Perhaps no surprise, that company is OpenAI. More than any other startup in the 12-year history of the Disruptor 50 list, OpenAI’s disruptive impact and potential is unparalleled.

What’s distinct about the company and the AI revolution it’s leading is that OpenAI is not working in opposition to incumbents but rather as a partner to tech giants and other large corporations. It’s serving as an ally to help navigate and implement unprecedented changes, with new tools that can be customized for consumers and enterprise data sets.

OpenAI is not unique, but rather, represents a generation of AI startups that are aligned with the giants because of the compute power, and the massive funding, required to accelerate artificial intelligence learning. In fact, 34 of this year’s Disruptor 50 companies describe AI as critically important to more than half of their revenue. Thirteen say that it is generative AI, specifically, that is critically important to the majority of sales.

More coverage of the 2024 CNBC Disruptor 50

OpenAI topped the list for an unprecedented second year due to the company’s ongoing pace of innovation. In the past year, OpenAI has grown dramatically, announcing a range of new products and services related to its GPT large language model and business partnerships, as its consumer subscription option and a range of enterprise licensing deals have helped it generate a reported $2 billion in annual revenue.

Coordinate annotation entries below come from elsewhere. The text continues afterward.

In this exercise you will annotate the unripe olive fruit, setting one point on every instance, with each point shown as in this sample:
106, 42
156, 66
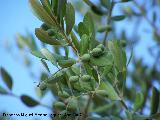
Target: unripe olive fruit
63, 94
101, 46
96, 52
43, 86
50, 32
59, 105
123, 43
74, 78
45, 27
102, 92
86, 77
85, 57
72, 105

On Monday, OpenAI launched a new AI model and desktop version of ChatGPT, along with an updated user interface. In a livestream event, Chief Technology Officer Mira Murati said the new model, GPT-4o, is “much faster,” with improved capabilities in text, video and audio. “This is the first time that we are really making a huge step forward when it comes to the ease of use,” Murati said.

After a dramatic boardroom battle in November, in which CEO Sam Altman was ousted and then just a few days later brought back after outrage from investors and employees, the company strengthened its board and management structure, with Altman himself rejoining the board in March. The scramble to rehire Altman and his team revealed the depth of corporate and venture capital support for the OpenAI CEO as an innovator and leader.

Then in February, the company debuted its text-to-video generator Sora (later in the year, an audio AI, Voice Engine, was also unveiled in a limited test) and it completed a funding round that valued the company at a reported $80 billion, up from a reported $29 billion at the time it was named No. 1 on the Disruptor 50 list in 2023.

OpenAI's Brad Lightcap on new content tool, copyright claims and AI outlook

Altman has positioned himself as a thought leader in terms of AI regulation, after testifying last year before Congress about the need for smart and careful AI guardrails. And the company is at the center of a maelstrom of concern about artificial intelligence. OpenAI is the focus of regulatory scrutiny, with the FTC probing whether it broke consumer protection laws and the SEC looking at whether, during Altman’s brief ouster, investors were misled. Meanwhile, the company has beefed up its legal team as it fights a range of lawsuits, from publishing companies, including The New York Times, and individual artists, such as author Jodi Picoult, suing over copyright violation.

But at the same time, OpenAI has struck new deals with IAC’s publisher Meredith, parent of Food & Wine and People, and the Financial Times, to compensate them for the use of their IP, and to drive traffic back to their content.

AI’s wave extends to many industries

This wave of AI innovation echoes that of the rise of the internet around the turn of the century, and mobile and cloud revolutions, but has some distinct characteristics. The current wave of AI disruptors, such as Databricks (No. 5 on this year’s list), Anthropic (No. 7), Scale AI (No. 12), Cohere (No. 30), AlphaSense (No. 40) and Glean (No. 43) is marked by a rapid pace of change, with the progress made every year by large language models, as well as by their reliance on costly chips and infrastructure.

Unlike the founded-in-a-garage mythology that dominated the Googles and PayPals of prior tech cycles, these AI-driven companies need GPUs and data centers, which has led most of them to partner with giants ranging from Microsoft and Nvidia to Oracle, Salesforce, Amazon and Alphabet. As a result we may not see as many new entrants into the AI sector as so-called Web 1.0 and 2.0, but the companies that do succeed, like those on our Disruptor 50 list, have the potential to be far more impactful and disruptive.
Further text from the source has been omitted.